The House at the Stone Bell (Stone Bell House) is an unusually well-preserved example of Gothic palace architecture of a tower character. It is located on the east side of Old Town Square in Prague. Its history dates back to the second half of the 13th century. The oldest part was preserved in the basements and ground floor of the south wing. Due to the age of the building and its uniqueness, it is one of the most remarkable sights in Prague.
The house has a richly decorated Gothic facade made in the early 14th century, i.e. before the work of Petr Parléř in Prague. The building received the moniker of Stone Bell House only in 1417 thanks to its corner bell. The bell was placed here perhaps as a reminder of the historical events of 1310. It is said that Berenger, the chaplain of Elizabeth of Bohemia, used the bell to signal John of Luxembourg that he and his army could come for Elizabeth and thus occupy the Old Town without a fight.
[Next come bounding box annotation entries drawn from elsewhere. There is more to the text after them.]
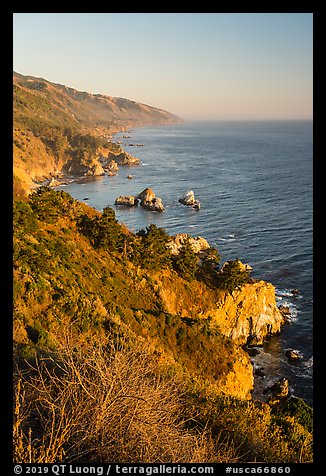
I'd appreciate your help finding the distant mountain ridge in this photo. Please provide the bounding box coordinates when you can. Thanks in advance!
[13,72,182,195]
[13,72,182,128]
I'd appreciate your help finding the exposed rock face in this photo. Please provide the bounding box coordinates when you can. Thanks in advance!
[218,347,254,400]
[84,162,105,177]
[179,190,196,205]
[108,151,140,165]
[142,197,165,212]
[263,377,289,399]
[137,188,165,212]
[106,159,119,174]
[137,188,156,206]
[285,349,300,361]
[114,195,138,207]
[213,281,284,345]
[169,233,210,255]
[221,259,252,272]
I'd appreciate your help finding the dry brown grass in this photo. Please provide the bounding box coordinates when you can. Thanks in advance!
[14,326,236,463]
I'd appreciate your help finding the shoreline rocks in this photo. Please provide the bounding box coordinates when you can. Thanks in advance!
[114,188,165,212]
[285,349,301,361]
[168,233,210,255]
[137,188,165,212]
[114,195,138,207]
[179,190,200,210]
The house was probably built as a palace for the royal family, i.e. mainly for Eliška Přemyslovná and her family. Although no written records survive, it is attested by the character of the sculptural decoration, which has survived in fragments.
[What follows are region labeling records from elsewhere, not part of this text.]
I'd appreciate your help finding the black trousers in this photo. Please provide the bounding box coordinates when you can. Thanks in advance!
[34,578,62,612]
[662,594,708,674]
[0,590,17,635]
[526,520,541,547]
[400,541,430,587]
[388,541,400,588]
In 1363 the house passed into the ownership of an old Prague burgher. Subsequent modifications to the house changed its Gothic character beyond recognition, especially the Baroque reconstruction in 1685.
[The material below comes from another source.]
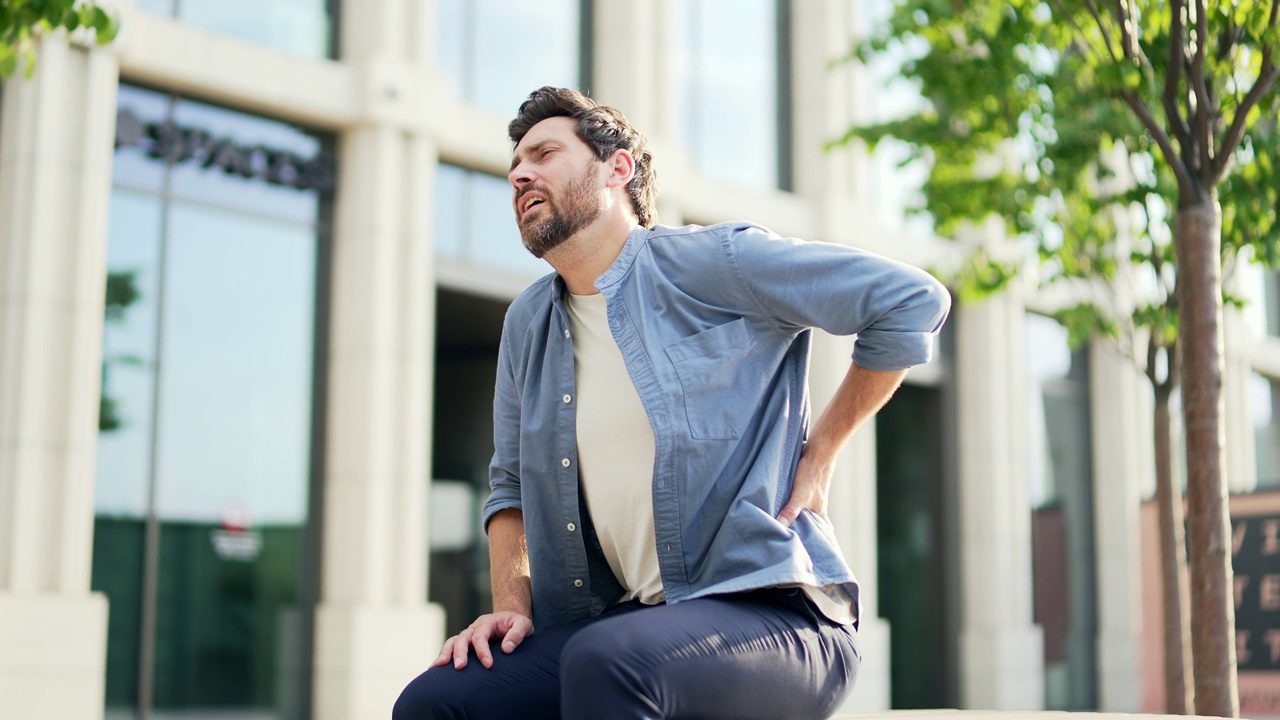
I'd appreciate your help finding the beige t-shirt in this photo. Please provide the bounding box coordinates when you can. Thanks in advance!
[566,295,666,605]
[566,293,854,624]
Today's appearance is the result of extensive renovation in progress since 1961, when it was decided that the building would be returned to its original Gothic appearance. The work was very demanding and carried out slowly so as to avoid damage to valuable Gothic parts of the building. In front of the Old Town Square there was even a regular stonework smelter, probably the same as it was in the 14th century.
The reconstruction later removed three floors and added two Gothic ones. The Baroque roof was replaced by an original chisel-shaped roof, the bricked Gothic windows were reconstructed and original paintings restored.
The Stone Bell House was reopened in 1988. It is home to the Gallery of the Capital City of Prague and it holds temporary exhibitions of contemporary art and concerts. In the basement there is a lapidary with preserved fragments of the original structure.
Prince Charles, who later became Emperor and King Charles IV, probably lived in the Stone Bell House when he returned to Bohemia in 1333. Back then it was probably the only decent dwelling, as Prague Castle was not in good condition.